Source: Melbourne Investor Feb/March 2007

Written by Peter Comben

The Comben Group

Melbourne based developer Peter Comben has been a successful developer for over 20 years. He now spends a portion of his time guiding investors in the tricky business of property development.
 

Maximise your investment in Residential Property

It is universally agreed that well located residential property is a great investment. How can investors maximise their opportunities in today’s market?

Investors have, for a long time, found tried and true properties in and around capital cities. Capital growth in these locations statistically doubles in value in a seven-to-10 year period. Thus, investors who want their properties to grow at a faster rate need to take account of locations where demand way outstrips supply and where capital growth is prominent.

‘Hot spot’ locations investors look at

In a recent article in the Australian newspaper Bernard Salt, well known Australian demographer, pointed to ‘regional locations on the east coast – particularly between Bundaberg and Townsville in Queensland – where the jobs growth and money is at the moment. These areas are being driven by the masses of wealth concentrated in the mining communities’. The article predicted strong growth in towns such as Yeppoon and Bowen, in Central Queensland, and Esperance in southern Western Australia as the resources sector continues to surge. Your own due diligence as an investor is essential, if you are to profit from opportunities available in the market today. It is no good saying I should have invested in Western
Australia three years ago. Rather you need to look for the next potential massive growth location.

Other than finding the right growth location, investors can help to maximise their property portfolios by doing the following:

1. Creating the correct structures to protect their existing assets.

2. Learning how to access the tax benefits they are legally entitled to.

3. Seeking out and learning from mentors who have invested successfully themselves.

4. Accessing the best funding for their investment.

5. Buying investment property from a reputable source. We have all been made more aware of ‘rip offs’ that have occurred and still occur in the market place. It is in the buying of a property that we make our potential profit, so make sure you don’t pay inflated prices. Take responsibility for the due diligence on the Real Estate Agent, the developer, the marketers, even the investor clubs who all offer property at over inflated prices. The purchaser often still pays commissions of five per cent or more and it is not unheard of to find commissions of up to $40,000 being added to the purchase of a $300,000 property. Overpaying for an investment property can put you behind the eight ball from day one and it may take several years to make up the over inflated price,  leaving you unable to access equity to re invest.
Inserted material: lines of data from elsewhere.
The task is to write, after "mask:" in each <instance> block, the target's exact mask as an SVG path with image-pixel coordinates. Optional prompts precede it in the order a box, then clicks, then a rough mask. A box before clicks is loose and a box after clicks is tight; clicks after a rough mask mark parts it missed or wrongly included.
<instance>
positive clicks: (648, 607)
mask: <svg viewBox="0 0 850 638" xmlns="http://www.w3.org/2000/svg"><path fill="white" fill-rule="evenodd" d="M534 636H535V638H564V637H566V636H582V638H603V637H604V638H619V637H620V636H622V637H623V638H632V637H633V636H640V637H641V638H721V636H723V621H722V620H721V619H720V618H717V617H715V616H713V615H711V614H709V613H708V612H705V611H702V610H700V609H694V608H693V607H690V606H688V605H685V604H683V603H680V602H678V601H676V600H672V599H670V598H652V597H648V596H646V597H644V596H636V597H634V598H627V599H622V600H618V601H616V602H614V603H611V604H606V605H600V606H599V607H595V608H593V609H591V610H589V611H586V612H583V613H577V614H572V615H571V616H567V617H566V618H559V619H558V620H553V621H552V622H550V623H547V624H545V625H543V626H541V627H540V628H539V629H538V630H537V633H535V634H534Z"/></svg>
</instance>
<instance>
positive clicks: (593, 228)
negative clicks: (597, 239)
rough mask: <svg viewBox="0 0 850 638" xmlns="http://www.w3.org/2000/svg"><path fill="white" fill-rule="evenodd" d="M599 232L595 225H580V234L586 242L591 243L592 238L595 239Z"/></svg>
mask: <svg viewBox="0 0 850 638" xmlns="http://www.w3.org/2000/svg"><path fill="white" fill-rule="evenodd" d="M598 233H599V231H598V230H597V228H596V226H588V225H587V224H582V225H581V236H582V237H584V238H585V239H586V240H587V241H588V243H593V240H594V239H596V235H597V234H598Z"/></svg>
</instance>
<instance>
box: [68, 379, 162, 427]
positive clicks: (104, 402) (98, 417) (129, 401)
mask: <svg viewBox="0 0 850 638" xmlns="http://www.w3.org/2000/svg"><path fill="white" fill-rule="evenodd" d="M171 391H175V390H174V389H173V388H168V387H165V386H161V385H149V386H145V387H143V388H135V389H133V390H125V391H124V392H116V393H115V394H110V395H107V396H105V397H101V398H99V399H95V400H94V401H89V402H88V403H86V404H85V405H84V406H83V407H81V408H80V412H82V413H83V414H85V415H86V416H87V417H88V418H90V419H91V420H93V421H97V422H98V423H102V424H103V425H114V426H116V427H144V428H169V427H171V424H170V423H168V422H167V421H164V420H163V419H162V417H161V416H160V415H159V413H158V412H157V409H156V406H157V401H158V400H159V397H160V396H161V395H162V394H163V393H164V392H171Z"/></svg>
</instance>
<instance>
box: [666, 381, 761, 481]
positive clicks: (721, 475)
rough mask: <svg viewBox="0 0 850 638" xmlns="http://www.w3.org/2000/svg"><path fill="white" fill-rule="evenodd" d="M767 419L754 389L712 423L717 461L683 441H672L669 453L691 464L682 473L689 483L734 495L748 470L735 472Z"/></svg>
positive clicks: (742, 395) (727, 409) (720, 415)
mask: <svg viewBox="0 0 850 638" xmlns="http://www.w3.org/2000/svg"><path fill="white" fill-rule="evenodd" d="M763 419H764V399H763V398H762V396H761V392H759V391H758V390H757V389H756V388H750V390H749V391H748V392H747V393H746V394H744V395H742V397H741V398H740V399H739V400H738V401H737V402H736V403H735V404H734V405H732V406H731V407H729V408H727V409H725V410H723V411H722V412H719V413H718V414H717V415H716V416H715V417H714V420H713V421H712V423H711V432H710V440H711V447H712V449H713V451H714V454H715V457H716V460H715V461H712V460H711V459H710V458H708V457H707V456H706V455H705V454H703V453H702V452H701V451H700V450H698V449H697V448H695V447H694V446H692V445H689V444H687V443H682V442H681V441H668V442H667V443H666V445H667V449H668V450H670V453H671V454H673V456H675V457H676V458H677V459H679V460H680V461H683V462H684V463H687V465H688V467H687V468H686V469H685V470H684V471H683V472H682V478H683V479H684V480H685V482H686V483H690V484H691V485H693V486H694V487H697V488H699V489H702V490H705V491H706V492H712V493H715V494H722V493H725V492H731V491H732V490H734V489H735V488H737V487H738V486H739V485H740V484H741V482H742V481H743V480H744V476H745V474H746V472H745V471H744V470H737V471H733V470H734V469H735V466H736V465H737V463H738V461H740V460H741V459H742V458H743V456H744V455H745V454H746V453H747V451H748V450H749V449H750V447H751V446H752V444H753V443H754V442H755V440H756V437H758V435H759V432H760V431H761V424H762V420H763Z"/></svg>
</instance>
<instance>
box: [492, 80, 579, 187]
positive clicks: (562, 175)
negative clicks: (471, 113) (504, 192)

6. Confirm the value of your proposed investment property. The lenders valuer is the best person to assess the true value of your property.

7. Rental income is an important element, make sure your property is going to appeal to the market, and that there is an ongoing demand for it.

8. The property cycle can help the investor to find properties poised for accelerated  growth. A great time to buy is at the end of a property slump and the beginning of an upturn. Now three years after the down turn at the end of 2003 in the eastern states of Australia. Melbourne and Brisbane are showing signs of recovery. There are a number of potential growth areas that will significantly outperform the market over the next five years. You need to have a balanced property investment portfolio, with some properties in more traditionally consistent growth locations, and some in the regional growth locations where demand way outstrips supply.

Buying investment property is not a short-term investment strategy; properties need to be  held for at least five years. After that period you will be in a position to know whether to retain the property or not. Advanced property investors end up with a portfolio of  properties they will never sell. In fact, they eventually plan for them to transfer to their children who in turn can benefit from the future income and equity growth.